While most companies try to creatively engage consumers in their privacy policy updates, most consumers, overwhelmed by the deluge of new information, aren’t likely to read or comprehend the revised policy of each and every site or app.

As it stands, many companies, like Facebook, require consumers to “opt out” of personal data collection if they don’t want to share their information. But businesses need to make consumer security something that’s built-in, rather than something that exclusively benefits users who are already in the know.

If anything, the default should be that consumers are already opted out, with the option to “opt in.”

Security concerns on the production end
As with tech companies, manufacturers, and not individual consumers, should be responsible for ensuring personal security.

GDPR fails to regulate smart devices, which gather hoards of personal and behavioral data about their consumers. While it does regulate companies that make use of this data, it doesn’t take preventative measures against the manufacturers themselves.

Smart and IoT devices shouldn’t rely on the consent of (often unsuspecting) users when it comes to personal data collection and security.
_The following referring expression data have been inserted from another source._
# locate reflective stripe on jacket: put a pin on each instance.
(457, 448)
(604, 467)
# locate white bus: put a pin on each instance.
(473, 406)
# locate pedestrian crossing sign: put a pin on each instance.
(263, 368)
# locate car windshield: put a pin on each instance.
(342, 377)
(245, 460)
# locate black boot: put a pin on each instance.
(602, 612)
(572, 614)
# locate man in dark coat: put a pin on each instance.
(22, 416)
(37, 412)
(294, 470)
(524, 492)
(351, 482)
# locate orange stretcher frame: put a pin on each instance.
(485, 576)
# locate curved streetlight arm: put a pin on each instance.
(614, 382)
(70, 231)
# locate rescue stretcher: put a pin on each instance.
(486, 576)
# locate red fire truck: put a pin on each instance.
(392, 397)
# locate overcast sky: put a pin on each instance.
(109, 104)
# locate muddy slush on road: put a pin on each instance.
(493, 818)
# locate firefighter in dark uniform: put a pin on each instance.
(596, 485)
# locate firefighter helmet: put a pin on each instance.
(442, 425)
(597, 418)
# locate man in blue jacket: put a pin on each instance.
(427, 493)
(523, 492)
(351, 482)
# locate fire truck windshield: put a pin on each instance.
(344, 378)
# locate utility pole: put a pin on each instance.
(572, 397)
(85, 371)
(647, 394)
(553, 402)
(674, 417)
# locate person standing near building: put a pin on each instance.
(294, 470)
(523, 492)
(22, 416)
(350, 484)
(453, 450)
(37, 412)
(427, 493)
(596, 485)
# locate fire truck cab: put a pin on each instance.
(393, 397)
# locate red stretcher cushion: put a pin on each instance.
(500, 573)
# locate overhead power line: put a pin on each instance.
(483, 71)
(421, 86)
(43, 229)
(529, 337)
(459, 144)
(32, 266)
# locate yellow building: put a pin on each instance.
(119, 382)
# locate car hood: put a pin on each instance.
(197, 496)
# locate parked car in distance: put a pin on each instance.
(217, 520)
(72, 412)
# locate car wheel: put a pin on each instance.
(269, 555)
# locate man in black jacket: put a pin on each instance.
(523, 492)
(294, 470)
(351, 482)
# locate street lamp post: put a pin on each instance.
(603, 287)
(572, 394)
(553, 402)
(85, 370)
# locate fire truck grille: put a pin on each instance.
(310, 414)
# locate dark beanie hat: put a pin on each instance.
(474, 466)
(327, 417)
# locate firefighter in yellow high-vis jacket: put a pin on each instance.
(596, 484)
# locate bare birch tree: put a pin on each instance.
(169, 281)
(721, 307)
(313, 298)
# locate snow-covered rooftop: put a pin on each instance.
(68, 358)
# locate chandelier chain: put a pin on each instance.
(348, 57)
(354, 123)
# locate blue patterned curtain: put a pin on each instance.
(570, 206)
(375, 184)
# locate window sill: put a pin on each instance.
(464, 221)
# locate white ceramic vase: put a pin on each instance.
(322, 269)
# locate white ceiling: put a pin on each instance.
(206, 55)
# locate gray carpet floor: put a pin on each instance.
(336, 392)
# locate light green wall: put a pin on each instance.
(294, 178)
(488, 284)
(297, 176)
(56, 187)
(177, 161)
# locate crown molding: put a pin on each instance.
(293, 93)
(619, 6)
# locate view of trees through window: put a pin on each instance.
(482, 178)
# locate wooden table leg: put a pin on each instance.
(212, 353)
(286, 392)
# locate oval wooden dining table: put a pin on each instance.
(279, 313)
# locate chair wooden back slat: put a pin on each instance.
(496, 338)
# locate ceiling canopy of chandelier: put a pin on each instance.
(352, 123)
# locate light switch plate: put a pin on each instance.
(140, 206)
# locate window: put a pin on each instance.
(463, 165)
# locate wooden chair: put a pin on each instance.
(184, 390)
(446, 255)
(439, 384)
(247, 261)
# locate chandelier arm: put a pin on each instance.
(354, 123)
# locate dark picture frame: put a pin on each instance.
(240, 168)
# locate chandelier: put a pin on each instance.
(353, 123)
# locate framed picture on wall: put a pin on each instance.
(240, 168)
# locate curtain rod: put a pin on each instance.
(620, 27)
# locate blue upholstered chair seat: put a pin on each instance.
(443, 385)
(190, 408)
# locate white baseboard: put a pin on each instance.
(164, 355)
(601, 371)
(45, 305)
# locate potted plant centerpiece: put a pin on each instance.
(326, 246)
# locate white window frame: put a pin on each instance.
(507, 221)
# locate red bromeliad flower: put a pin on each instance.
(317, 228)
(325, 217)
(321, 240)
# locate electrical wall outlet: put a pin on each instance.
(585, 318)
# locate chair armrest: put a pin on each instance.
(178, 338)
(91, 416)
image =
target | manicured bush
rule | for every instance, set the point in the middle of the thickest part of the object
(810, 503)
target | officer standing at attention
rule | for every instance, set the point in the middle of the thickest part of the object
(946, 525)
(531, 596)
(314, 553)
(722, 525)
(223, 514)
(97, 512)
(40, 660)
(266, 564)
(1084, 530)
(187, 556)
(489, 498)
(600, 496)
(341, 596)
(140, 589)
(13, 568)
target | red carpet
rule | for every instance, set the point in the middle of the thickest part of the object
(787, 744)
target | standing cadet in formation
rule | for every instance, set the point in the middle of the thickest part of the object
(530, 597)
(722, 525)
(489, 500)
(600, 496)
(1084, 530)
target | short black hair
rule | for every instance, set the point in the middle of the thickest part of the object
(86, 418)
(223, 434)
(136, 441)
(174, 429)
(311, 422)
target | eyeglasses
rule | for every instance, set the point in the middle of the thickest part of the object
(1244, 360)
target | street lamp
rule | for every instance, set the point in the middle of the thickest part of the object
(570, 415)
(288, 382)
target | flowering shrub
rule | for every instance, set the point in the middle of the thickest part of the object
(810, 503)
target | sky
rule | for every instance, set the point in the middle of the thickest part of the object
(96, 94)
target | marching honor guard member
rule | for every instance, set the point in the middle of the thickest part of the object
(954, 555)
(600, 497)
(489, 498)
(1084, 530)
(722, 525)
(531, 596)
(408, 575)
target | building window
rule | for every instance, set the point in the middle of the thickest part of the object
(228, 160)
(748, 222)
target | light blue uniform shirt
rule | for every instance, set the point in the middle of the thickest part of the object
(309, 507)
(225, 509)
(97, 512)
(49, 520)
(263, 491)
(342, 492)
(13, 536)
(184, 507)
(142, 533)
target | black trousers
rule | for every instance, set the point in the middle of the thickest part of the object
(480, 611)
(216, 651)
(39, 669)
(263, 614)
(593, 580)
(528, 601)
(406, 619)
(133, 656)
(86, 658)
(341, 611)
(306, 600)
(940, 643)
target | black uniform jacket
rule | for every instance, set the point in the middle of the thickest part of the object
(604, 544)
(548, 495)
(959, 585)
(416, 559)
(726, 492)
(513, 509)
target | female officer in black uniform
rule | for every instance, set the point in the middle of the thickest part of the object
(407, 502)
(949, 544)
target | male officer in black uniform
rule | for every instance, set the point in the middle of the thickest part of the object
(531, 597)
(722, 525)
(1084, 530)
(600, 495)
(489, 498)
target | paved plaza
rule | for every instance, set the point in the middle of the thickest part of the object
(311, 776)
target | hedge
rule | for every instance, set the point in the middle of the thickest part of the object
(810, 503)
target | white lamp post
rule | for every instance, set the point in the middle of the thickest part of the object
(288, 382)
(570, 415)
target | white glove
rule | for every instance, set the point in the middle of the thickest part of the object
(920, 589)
Instead, they should be required to implement built-in protections in their devices that can help protect against hacking and data breaches.

Setting the stage for improved data protection
For the most part, GDPR is a step in the right direction for securing user privacy in an era of widespread information sharing. Importantly, it also signifies public and legal recognition of security risk and privacy infringement.

Between its ambiguous stance on behavioral data to its implicit emphasis on user responsibility, there’s much work to be done. Hopefully, GDPR is just the first of many such regulations, one that sets a global precedent for improved privacy protection in the future.